The idea of the roman a clef as revenge has a massive appeal, but it only works if the victim doesn’t sue. Fortunately for Ephron, Bernstein didn’t, possibly because a libel case would have to depend on his being able to be recognised from the description of a man who could get romantic with a window covering.

Others have suffered the consequences though; Byron’s lover, Caroline Lamb, found herself blackballed from society after her novel Glenarvon was read by people whom she had caricatured within it. So success isn’t everything; writing what you know can bring other problems.

Against these writers who have successfully written what they knew, we can stack up a bunch of others who ignored it and succeeded anyway.  Emily Bronte is the classic example of a writer who magnificently ignored this advice. She had never had a love affair when she dreamt up Heathcliff.
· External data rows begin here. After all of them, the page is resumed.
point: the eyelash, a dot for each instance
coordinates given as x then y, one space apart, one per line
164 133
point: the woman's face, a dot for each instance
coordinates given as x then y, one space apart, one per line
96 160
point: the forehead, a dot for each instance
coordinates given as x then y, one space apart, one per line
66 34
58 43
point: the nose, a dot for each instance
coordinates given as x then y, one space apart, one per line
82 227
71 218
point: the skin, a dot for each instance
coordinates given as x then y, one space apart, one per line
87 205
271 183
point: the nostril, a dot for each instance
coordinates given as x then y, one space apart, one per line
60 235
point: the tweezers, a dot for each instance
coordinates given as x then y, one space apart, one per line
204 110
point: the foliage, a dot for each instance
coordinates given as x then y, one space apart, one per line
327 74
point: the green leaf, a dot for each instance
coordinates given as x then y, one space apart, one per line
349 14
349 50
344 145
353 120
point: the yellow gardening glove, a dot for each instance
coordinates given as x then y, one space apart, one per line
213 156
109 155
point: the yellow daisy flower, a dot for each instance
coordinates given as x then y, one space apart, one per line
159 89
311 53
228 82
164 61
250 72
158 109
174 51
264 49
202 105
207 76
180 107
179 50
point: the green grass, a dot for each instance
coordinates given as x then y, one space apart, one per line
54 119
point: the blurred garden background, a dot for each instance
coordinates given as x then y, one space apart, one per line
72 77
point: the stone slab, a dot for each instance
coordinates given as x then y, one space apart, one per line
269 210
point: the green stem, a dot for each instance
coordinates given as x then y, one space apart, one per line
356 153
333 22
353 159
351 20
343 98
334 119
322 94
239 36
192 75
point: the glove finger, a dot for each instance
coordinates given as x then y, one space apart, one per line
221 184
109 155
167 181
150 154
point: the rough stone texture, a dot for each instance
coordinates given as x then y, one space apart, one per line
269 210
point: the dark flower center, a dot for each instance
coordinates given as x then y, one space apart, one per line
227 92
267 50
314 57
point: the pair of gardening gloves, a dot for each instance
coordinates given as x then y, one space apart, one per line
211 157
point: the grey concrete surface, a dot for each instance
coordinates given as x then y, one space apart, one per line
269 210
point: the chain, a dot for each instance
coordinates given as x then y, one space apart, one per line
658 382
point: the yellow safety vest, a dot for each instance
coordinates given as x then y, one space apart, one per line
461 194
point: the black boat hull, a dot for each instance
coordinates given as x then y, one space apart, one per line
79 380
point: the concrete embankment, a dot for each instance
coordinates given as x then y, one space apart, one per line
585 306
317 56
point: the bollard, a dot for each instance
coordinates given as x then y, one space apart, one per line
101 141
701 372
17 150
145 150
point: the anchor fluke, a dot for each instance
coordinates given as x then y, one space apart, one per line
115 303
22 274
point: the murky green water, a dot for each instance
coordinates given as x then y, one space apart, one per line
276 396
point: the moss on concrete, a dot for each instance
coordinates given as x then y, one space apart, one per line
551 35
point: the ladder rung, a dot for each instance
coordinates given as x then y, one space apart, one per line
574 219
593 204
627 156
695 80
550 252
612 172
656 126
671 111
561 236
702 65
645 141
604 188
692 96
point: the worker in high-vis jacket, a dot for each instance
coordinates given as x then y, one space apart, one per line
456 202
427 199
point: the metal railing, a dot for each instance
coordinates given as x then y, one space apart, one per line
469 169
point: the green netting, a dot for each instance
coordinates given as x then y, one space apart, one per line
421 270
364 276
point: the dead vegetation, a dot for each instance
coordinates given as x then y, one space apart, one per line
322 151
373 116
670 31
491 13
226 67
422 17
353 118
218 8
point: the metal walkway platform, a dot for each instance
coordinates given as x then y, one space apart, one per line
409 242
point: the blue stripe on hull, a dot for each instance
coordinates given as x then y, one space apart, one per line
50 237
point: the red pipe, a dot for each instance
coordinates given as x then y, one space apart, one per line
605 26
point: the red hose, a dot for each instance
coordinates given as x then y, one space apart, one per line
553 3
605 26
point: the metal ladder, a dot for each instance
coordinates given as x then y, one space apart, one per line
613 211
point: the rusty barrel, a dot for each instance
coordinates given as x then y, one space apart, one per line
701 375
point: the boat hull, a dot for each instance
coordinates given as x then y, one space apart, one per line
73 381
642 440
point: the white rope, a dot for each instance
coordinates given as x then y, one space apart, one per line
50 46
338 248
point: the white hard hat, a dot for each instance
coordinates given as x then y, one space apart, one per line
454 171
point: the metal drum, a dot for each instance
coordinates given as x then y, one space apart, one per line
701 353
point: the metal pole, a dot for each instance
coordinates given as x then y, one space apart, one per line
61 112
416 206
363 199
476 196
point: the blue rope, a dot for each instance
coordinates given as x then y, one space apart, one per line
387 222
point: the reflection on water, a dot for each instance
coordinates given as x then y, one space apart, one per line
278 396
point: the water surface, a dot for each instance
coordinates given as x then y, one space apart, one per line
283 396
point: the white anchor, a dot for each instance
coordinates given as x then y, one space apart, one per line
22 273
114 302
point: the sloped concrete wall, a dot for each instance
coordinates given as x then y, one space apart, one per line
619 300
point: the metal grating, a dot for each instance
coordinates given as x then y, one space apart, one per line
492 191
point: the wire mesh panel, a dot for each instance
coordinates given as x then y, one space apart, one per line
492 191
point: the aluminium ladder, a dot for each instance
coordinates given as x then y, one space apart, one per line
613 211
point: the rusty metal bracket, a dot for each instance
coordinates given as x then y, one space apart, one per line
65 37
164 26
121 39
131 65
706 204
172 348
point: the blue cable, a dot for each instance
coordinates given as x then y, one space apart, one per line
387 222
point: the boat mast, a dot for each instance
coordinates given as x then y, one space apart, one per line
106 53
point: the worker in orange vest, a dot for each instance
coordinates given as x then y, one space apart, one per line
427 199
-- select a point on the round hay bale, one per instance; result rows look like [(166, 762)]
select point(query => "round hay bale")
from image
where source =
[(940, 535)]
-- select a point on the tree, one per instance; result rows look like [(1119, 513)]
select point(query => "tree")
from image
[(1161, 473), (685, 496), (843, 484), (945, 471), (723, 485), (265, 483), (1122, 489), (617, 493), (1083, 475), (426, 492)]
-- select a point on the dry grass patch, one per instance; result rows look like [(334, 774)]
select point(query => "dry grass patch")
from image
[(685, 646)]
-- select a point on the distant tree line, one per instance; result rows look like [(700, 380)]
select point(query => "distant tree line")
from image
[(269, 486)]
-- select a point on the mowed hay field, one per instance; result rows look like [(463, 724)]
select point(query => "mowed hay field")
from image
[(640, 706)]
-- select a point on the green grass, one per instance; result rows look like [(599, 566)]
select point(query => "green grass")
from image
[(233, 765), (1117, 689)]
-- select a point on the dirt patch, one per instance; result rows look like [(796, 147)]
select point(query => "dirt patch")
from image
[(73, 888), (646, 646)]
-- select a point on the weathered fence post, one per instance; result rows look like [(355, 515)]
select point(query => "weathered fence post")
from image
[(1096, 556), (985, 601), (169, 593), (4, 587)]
Roddy Doyle wrote a gritty, compelling account of a woman surviving an abusive marriage in The Woman Who Walked Into Doors, and Stephen King’s breakthrough novel Carrie has as its heroine a teenage girl. None of these great books would have been possible if you had to be limited to writing just what you knew.

J. K. Rowling wrote her Harry Potter series about a boy at boarding school. If you take it to its logical extreme, how can anyone write what they know and write sci-fi, or fantasy? How can I write a male protagonist?
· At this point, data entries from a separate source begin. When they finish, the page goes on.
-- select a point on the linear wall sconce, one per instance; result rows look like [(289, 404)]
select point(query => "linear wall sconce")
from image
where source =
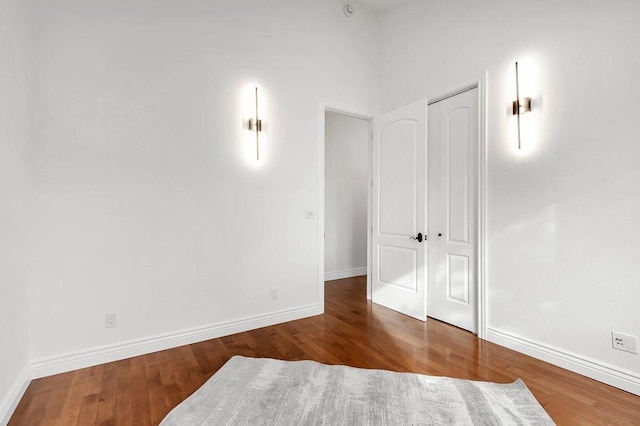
[(255, 125), (520, 106)]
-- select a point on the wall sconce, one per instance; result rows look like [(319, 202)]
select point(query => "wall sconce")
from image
[(520, 106), (255, 124)]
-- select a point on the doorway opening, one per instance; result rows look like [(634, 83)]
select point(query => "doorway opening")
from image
[(346, 194)]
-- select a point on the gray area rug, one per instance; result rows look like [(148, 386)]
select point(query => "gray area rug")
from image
[(261, 391)]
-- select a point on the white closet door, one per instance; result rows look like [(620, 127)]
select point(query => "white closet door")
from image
[(453, 210)]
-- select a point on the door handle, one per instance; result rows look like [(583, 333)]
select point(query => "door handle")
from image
[(418, 237)]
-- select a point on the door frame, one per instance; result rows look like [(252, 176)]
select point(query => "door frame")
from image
[(362, 115), (481, 83)]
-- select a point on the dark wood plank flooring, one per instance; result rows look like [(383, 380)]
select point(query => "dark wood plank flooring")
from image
[(142, 390)]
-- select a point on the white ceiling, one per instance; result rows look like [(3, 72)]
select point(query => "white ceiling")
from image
[(380, 4)]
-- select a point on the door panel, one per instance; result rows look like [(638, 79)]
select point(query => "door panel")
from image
[(399, 198), (453, 162), (397, 189)]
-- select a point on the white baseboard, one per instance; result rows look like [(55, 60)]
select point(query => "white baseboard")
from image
[(13, 397), (597, 370), (348, 273), (108, 353)]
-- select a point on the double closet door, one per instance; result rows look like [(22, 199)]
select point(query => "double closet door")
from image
[(425, 210)]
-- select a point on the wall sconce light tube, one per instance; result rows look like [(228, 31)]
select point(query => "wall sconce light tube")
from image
[(520, 106), (255, 124)]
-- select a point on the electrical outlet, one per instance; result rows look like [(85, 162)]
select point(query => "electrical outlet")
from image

But writers don’t have to be split into those who write what they know and those who don’t. At some point, everyone brings to their writing their own experiences and feelings; the question is how, not whether, you write what you know.

Emily Bronte may have never so much as kissed a man before producing Heathcliff and Cathy’s tempestuous romance, but she set her classic on the wild and deserted Yorkshire moors where she herself lived. J. K. Rowling dreamed up Harry and Hogwarts, but the influence of her mother’s death on her writing led to some achingly poignant scenes for the orphaned Harry, looking to find some connection with his lost parents. (She also based the character of smart-aleck Hermione on herself aged eleven.)

photo 3The character of Carrie began as a composite of two girls Stephen King knew at high school. His plot was his own, but the girls who eventually became Carrie were drawn from real life. The truth is, writing what you know is important, but not everything you write needs to come from your life, and it doesn’t mean producing something which absolutely reproduces your own circumstances every time.

What it does mean is this: know people. Study, and understand how people react, and you will write believable, consistent characters, which no fiction piece can do without. Just as there is always something from your life that you can bring to your writing, there is always a choice of what to bring.

For example, a policewoman could write about the police, about the criminals she meets, about the family she goes home to at night, or the ice hockey she plays in her spare time. We are all multifaceted beings; there’s a lot of choice out there. Write what you know isn’t a safety net, it’s a challenge. Set your stories somewhere you know. Do your research if you need to; don’t try to bluff your way through without it, because someone is bound to catch on.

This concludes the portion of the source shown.